A elaboração da conta – que, nos termos do artigo 50.º do citado Código das Custas Judiciais, ocorre necessariamente após o trânsito em julgado da decisão final da causa – compreende, deste modo, a liquidação da taxa de justiça, ou seja o apuramento das UC a pagar por cada sujeito processual condenado em custas, de acordo com os critérios fixados na aludida tabela e, bem assim, o apuramento dos encargos previstos no artigo 32.º daquele Código a suportar pela parte responsável pelo pagamento das custas).
Importa, por conseguinte, distinguir duas realidades: a condenação no pagamento das custas – que ocorre na decisão final e que, entre outros aspetos […] pode apreciar e decidir da verificação dos pressupostos da dispensa do pagamento de taxa sobre o remanescente dos € 250 000 000,00 a que alude o artigo 27.º, n.º 3, do Código das Custas Judiciais (mas que, em qualquer caso, não faz aplicação nem do artigo 13.º do Código das Custas Judiciais nem da tabela constante do anexo I do mesmo diploma!); e a elaboração da conta de custas, com a inerente liquidação da taxa de justiça.»
(No mesmo sentido, decidiu também o Acórdão do Tribunal Constitucional n.º 104/20013).
A presente reclamação tem por objeto não os vícios próprios da liquidação da taxa de justiça (a conta, tal como elaborada pela Secretaria), mas a correção da decisão quanto à responsabilidade pelas custas, ou seja, a própria condenação do reclamante no pagamento de custas.

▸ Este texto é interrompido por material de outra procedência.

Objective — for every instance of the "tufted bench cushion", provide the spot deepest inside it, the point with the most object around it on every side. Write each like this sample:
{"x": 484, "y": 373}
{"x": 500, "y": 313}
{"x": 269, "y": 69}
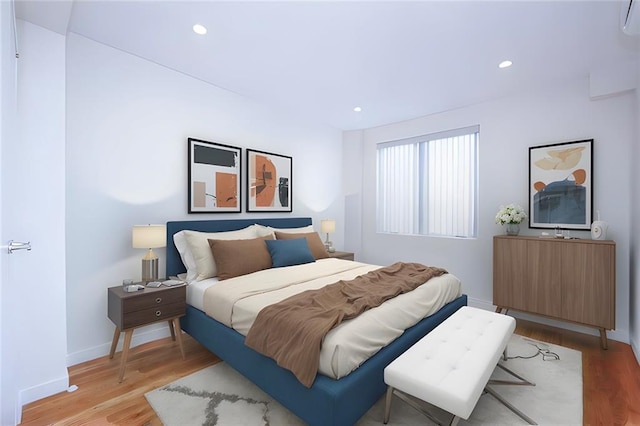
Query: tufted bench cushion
{"x": 451, "y": 365}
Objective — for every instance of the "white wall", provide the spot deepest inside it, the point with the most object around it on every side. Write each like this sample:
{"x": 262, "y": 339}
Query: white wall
{"x": 33, "y": 283}
{"x": 634, "y": 299}
{"x": 8, "y": 387}
{"x": 508, "y": 127}
{"x": 128, "y": 123}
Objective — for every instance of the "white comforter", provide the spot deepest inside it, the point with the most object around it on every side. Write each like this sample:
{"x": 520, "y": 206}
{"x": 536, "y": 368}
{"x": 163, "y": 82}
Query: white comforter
{"x": 236, "y": 302}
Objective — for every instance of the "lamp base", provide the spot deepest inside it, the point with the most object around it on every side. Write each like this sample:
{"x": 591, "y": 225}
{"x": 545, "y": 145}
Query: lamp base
{"x": 149, "y": 270}
{"x": 328, "y": 245}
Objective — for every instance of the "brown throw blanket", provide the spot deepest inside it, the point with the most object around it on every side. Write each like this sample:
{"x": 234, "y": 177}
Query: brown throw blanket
{"x": 291, "y": 331}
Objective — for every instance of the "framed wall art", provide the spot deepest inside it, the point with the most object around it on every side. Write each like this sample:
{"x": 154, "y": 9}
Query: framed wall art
{"x": 214, "y": 177}
{"x": 269, "y": 182}
{"x": 561, "y": 185}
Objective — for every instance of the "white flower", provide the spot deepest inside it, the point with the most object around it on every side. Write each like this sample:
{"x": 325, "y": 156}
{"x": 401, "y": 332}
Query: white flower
{"x": 511, "y": 213}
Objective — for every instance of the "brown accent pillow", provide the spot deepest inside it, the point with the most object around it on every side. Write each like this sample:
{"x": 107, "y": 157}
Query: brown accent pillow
{"x": 313, "y": 240}
{"x": 240, "y": 257}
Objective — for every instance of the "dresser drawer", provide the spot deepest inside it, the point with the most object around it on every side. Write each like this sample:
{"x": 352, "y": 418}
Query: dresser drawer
{"x": 148, "y": 316}
{"x": 152, "y": 299}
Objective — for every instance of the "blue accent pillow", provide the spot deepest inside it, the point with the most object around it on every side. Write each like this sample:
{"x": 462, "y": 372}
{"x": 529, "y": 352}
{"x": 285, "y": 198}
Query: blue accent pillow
{"x": 289, "y": 252}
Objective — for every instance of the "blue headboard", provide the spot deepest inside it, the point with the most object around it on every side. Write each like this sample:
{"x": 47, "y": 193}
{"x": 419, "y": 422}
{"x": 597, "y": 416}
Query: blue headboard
{"x": 174, "y": 263}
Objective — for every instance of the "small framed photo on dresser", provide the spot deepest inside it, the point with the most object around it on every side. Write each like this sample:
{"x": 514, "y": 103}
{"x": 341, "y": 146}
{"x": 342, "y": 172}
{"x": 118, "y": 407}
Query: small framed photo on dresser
{"x": 214, "y": 177}
{"x": 269, "y": 182}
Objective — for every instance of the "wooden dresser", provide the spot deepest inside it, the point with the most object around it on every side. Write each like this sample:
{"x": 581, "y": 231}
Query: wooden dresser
{"x": 570, "y": 280}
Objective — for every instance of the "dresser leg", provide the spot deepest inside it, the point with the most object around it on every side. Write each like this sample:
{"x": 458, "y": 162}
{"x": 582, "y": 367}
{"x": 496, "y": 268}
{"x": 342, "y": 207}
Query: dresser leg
{"x": 114, "y": 342}
{"x": 603, "y": 339}
{"x": 178, "y": 334}
{"x": 172, "y": 330}
{"x": 125, "y": 353}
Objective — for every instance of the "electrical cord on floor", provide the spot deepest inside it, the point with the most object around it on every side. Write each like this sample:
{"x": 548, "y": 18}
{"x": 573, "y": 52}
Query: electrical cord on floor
{"x": 547, "y": 355}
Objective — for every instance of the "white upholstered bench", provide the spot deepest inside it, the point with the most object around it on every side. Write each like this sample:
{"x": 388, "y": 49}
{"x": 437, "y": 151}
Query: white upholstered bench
{"x": 450, "y": 366}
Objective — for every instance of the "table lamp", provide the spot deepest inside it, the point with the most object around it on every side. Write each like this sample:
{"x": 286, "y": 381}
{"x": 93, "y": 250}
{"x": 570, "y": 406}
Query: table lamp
{"x": 149, "y": 237}
{"x": 328, "y": 227}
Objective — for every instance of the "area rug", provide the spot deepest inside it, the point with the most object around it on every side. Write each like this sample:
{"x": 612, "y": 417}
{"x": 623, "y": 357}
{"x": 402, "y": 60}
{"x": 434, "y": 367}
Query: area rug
{"x": 218, "y": 395}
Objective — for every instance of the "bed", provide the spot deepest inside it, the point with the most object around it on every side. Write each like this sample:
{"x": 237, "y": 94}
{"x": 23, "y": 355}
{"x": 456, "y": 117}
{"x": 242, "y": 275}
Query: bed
{"x": 328, "y": 401}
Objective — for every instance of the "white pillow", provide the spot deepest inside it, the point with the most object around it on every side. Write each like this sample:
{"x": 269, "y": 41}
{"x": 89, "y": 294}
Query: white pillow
{"x": 201, "y": 251}
{"x": 180, "y": 241}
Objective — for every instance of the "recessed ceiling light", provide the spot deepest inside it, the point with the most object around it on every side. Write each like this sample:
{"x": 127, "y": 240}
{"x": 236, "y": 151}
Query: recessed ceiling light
{"x": 199, "y": 29}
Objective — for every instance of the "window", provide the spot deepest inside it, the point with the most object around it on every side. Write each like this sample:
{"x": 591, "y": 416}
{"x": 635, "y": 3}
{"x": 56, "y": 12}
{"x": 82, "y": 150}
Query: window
{"x": 427, "y": 185}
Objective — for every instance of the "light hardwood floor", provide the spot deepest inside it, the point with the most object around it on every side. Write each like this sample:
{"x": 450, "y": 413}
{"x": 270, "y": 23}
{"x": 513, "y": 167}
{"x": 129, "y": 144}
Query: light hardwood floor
{"x": 611, "y": 380}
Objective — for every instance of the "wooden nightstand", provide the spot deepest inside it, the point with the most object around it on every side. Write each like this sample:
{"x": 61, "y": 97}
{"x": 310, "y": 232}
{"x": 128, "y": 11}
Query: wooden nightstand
{"x": 346, "y": 255}
{"x": 131, "y": 310}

Ora, esse é um objeto inidóneo para a reclamação a deduzir nos termos do artigo 56.º do Código das Custas Judiciais, uma vez que a decisão sobre tal condenação em custas somente pode ser reformada antes do respetivo trânsito em julgado e a reclamação prevista no citado artigo 59.º do Código das Custas Judiciais pressupõe que a conta tenha sido elaborada, facto que ocorre, nos termos legais, apenas “após o trânsito em julgado da decisão final” (cfr. o artigo 50.º do mesmo Código; cfr. também os artigos 29.º e 30.º do Regulamento das Custas Processuais).
III. Decisão
Nestes termos, e pelos fundamentos expostos, o Tribunal Constitucional decide indeferir a presente reclamação.
Sem custas.
Lisboa, 10 de abril de 2013. – Pedro Machete – Fernando Vaz Ventura – Joaquim de Sousa Ribeiro.